Nazi Propaganda Themes from The 1930s
Propaganda is the dissemination of biased or misleading information. It is a tool used to influence large groups of people so as to promote a political cause. The Nazi regime, which was an authoritarian regime, used propaganda to ensure that power was consolidated in the party. One of the main themes of Nazi propaganda was the theme of appeal to national unity. This was based upon the principle ‘The community before the individual’. It allowed the Nazis to consolidate power and ensure that their aims were coordinated with those of the German people. The propaganda of national unity was to help break down social and class divisions among the people and unite them behind the state (Welch, 2007).
Another theme of Nazi propaganda is the theme of racial struggle and German pride. This was so that racial purity and superiority of the Aryan race could be accentuated. It allowed the Nazis to dehumanize the Jews and Slavs in Germany. Racial propaganda was intended to bring the nation to a shared awareness of its ethnic unity (Welch, 2007). In Mein Kampf, Hitler argued that racial purity would safeguard the future cultural progress of the German people.

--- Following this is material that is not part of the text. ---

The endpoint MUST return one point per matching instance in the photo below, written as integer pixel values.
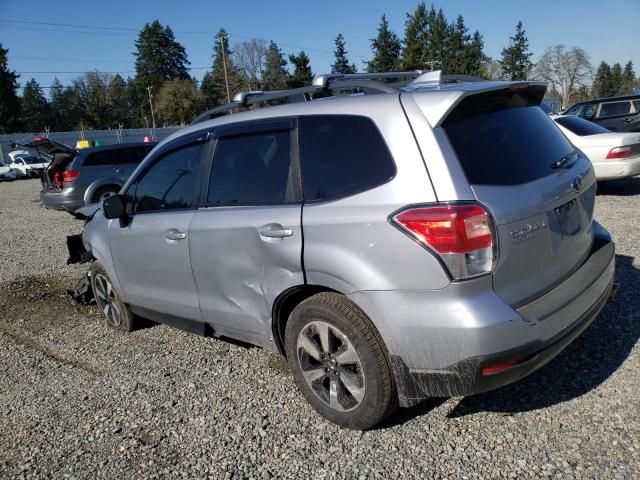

The hatred of enemies was a major theme of propaganda in the 1930s that the Nazis employed. This hatred became centered on Jews and the Bolsheviks. This enabled the Nazis to place the blame for the humiliating defeat of the First World War on the Jews, along with the economic woes that followed. Hitler and Joseph Goebbels fanned anti-Semitism through the press and all forms of media which had been forced to submit to the regime in power. The aim of the propaganda machinery wielded by Goebbels was to bring the German people together in support of the Nazi regime in the quest for total power in Germany. Hitler needed the propaganda messages to get to the uninformed masses so as to gain support from them in his endeavors to turn Germany into the utopian country he envisioned. Eventually propaganda was used to whip up support for the Second World War.
References
Welch, D. (2007). The Third Reich: politics and propaganda (Second ed.). London: Routledge.